Organizations and companies lost the ability to gather, and we suffered economically. If churches or other groups were experiencing any momentum before the pandemic, we likely lost that over the last year if our approach was cautious. Even now, we still do not know what an adjusted normal will turn out to be. We are carefully figuring out what our organizations, communities, economies and culture will look like in a new reality.

Individually, many lost a feeling of independence. Suddenly, we were confronted afresh by just how much of life can be beyond our control. We also realized the extent to which we depend on others to do the right things. My brother, a cancer survivor with a renewed immune system, was cautioned by his oncologist to avoid the coronavirus at all costs. For months on end, he and his family lived in a tightly controlled bubble. But one careless co-worker brought the virus to a family member, who in turn shared it with my brother. He nearly died, likely because of someone he’s never met.

Some of us did lose loved ones during this odd time. My wife and I both lost parents during the virus isolation time. Neither of the deaths were Covid-related. But our ability to be with them in the last weeks of their lives was greatly reduced by it. We grieve the time we couldn’t spend with them. We grieve their deaths even more. We were heartened by how many people actively cared for us, and lost a sense of connection because of some others who didn’t.

Despite technology’s limitations, it is predicted that congregations will lose some members from active participation because they have now tasted the comfort of just staying home. Most will eventually return, but some will not because they like being at home in their pajamas and sipping their coffee while merely viewing. Their churches will lose from the fellowship what each of these individuals bring to the gathering.

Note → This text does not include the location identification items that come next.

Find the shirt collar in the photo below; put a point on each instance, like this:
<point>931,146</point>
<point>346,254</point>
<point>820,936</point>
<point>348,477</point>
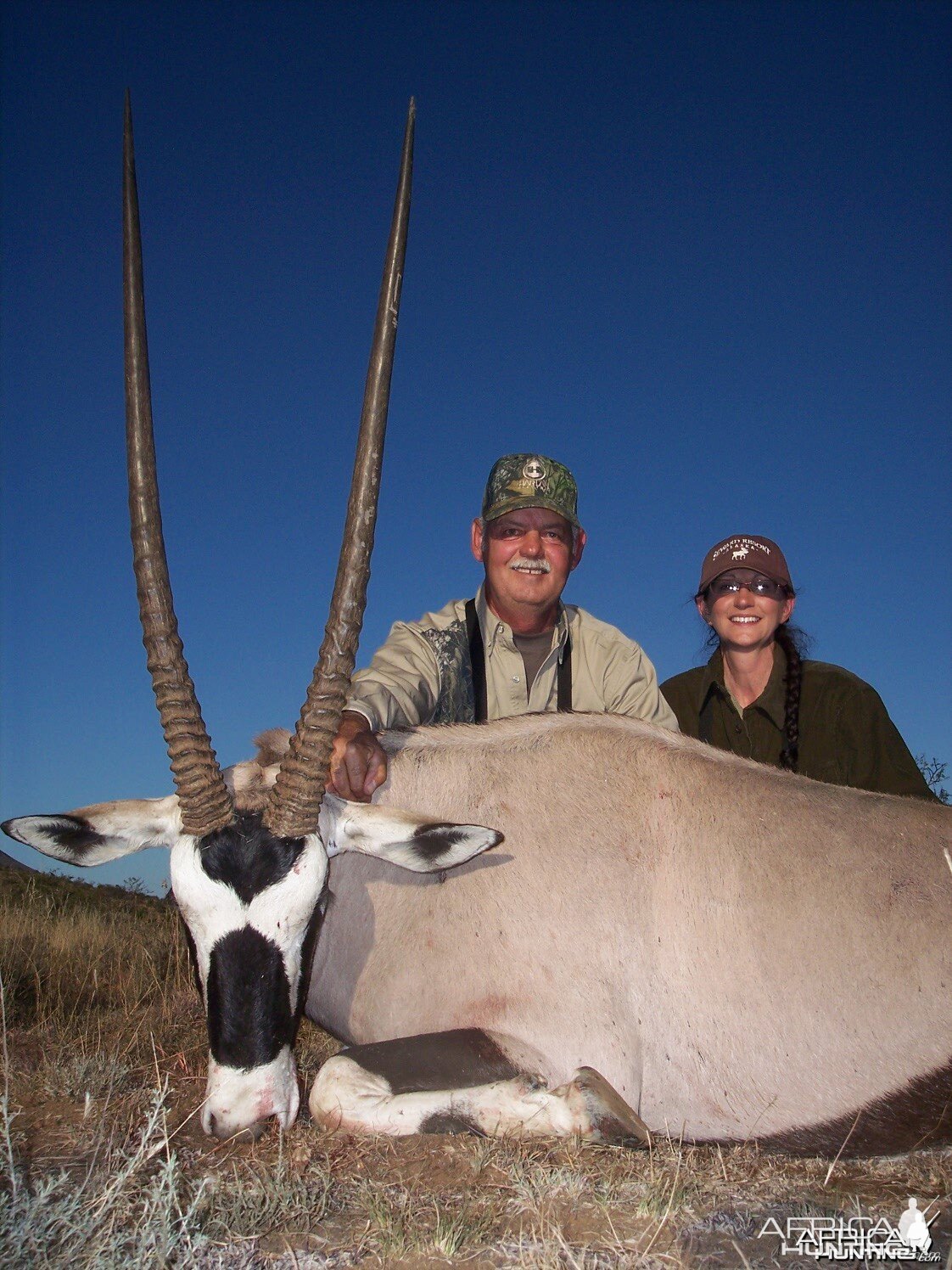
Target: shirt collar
<point>494,627</point>
<point>772,701</point>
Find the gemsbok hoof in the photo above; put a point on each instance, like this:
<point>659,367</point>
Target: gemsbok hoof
<point>611,1118</point>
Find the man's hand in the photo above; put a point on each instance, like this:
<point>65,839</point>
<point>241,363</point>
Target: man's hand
<point>357,763</point>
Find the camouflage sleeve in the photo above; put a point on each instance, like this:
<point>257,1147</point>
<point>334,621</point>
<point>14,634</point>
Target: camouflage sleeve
<point>400,686</point>
<point>631,686</point>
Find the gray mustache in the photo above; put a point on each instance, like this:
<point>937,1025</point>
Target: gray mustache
<point>522,565</point>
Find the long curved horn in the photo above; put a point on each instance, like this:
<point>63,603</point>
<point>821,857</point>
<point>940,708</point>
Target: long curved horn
<point>296,799</point>
<point>204,796</point>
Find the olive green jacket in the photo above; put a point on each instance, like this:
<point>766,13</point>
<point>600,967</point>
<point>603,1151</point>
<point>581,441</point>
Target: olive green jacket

With all this loss, what are we to do? Is it all gloom and doom ahead? To be clear, some losses will not be offset in kind. I will not get my parent back in this lifetime, nor will my wife. For every inspiring example of goodness during the last year, I have had someone else I thought I knew show me a side of them that was bitterly disappointing. I lost respect for some people. A hard reality of life is that sometimes, what is lost is gone.

But all is not lost, because I did see those shining examples of hope. I did experience love and goodness. We all benefited from others who could see and reach beyond themselves. I did not simply dispense love and consideration without receiving some back.

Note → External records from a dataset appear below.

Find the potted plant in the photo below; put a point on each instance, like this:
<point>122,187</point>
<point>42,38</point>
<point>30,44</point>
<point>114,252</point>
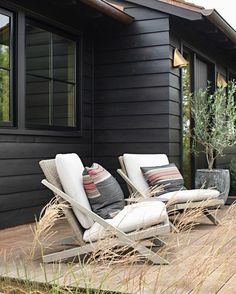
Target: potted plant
<point>214,117</point>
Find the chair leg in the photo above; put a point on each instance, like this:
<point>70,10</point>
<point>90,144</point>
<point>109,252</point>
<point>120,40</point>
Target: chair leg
<point>158,242</point>
<point>68,253</point>
<point>173,227</point>
<point>211,217</point>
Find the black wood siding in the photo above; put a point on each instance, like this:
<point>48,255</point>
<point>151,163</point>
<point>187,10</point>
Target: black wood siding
<point>133,112</point>
<point>209,51</point>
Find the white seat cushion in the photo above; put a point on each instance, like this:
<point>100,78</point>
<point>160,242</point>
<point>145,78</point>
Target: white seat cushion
<point>133,162</point>
<point>70,169</point>
<point>133,217</point>
<point>190,195</point>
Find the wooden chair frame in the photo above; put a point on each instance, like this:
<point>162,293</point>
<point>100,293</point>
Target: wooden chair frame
<point>205,205</point>
<point>121,240</point>
<point>53,183</point>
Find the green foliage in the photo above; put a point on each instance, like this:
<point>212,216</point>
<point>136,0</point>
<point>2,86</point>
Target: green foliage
<point>232,169</point>
<point>214,118</point>
<point>186,123</point>
<point>4,84</point>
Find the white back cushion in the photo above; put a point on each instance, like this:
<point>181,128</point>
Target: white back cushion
<point>131,218</point>
<point>133,162</point>
<point>70,169</point>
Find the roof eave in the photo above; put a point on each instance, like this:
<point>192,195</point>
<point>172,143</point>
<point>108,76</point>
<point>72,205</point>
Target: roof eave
<point>169,9</point>
<point>214,17</point>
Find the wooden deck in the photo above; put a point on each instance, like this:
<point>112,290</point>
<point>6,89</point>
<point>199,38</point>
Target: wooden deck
<point>201,261</point>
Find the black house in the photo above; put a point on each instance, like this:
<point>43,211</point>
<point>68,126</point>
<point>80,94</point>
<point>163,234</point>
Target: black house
<point>97,78</point>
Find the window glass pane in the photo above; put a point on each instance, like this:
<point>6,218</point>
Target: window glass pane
<point>37,101</point>
<point>64,104</point>
<point>63,59</point>
<point>37,51</point>
<point>4,41</point>
<point>51,80</point>
<point>4,96</point>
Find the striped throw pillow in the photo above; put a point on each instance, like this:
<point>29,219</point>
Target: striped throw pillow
<point>103,191</point>
<point>166,175</point>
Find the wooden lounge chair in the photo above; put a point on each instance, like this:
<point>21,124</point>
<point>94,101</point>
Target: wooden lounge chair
<point>122,239</point>
<point>130,171</point>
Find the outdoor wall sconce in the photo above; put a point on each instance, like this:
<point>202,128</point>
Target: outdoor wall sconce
<point>178,59</point>
<point>220,81</point>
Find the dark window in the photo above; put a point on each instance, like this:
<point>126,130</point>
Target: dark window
<point>5,69</point>
<point>50,78</point>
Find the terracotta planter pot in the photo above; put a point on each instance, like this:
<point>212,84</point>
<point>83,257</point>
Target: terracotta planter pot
<point>216,178</point>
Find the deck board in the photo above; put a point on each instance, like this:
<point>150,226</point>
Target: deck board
<point>187,252</point>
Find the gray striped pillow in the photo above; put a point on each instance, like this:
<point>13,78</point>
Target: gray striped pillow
<point>166,175</point>
<point>103,191</point>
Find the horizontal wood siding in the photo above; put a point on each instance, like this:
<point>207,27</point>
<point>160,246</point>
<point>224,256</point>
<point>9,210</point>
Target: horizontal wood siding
<point>208,51</point>
<point>22,195</point>
<point>132,78</point>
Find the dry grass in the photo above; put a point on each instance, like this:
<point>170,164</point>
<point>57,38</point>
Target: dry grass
<point>42,230</point>
<point>202,271</point>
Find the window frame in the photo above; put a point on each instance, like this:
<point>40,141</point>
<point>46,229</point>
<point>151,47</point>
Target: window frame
<point>78,80</point>
<point>11,123</point>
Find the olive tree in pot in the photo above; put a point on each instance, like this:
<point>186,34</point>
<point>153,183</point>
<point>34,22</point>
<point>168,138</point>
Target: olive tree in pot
<point>214,117</point>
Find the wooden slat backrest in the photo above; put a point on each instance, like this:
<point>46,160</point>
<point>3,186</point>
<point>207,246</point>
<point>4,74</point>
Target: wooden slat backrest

I don’t know about you, but in my life I have noticed that losses seem not to go unbalanced. Though the pain of grief is real, God has a way of giving back as much as we lose, if we pay attention. Franz Kafka once said, “Much of what you love, you will lose. But it will come back to you in different ways.” I think he was right. Methodist hymn-writer Johnson Oatman wrote in 1887, “When upon life’s billows you are tempest toss’d, when you are discouraged, thinking all is lost. Count your many blessings, name them one by one, and it will surprise you what the Lord has done.” Maybe they’re right. Maybe we’ll see loss and gain in a different way. If we pay attention.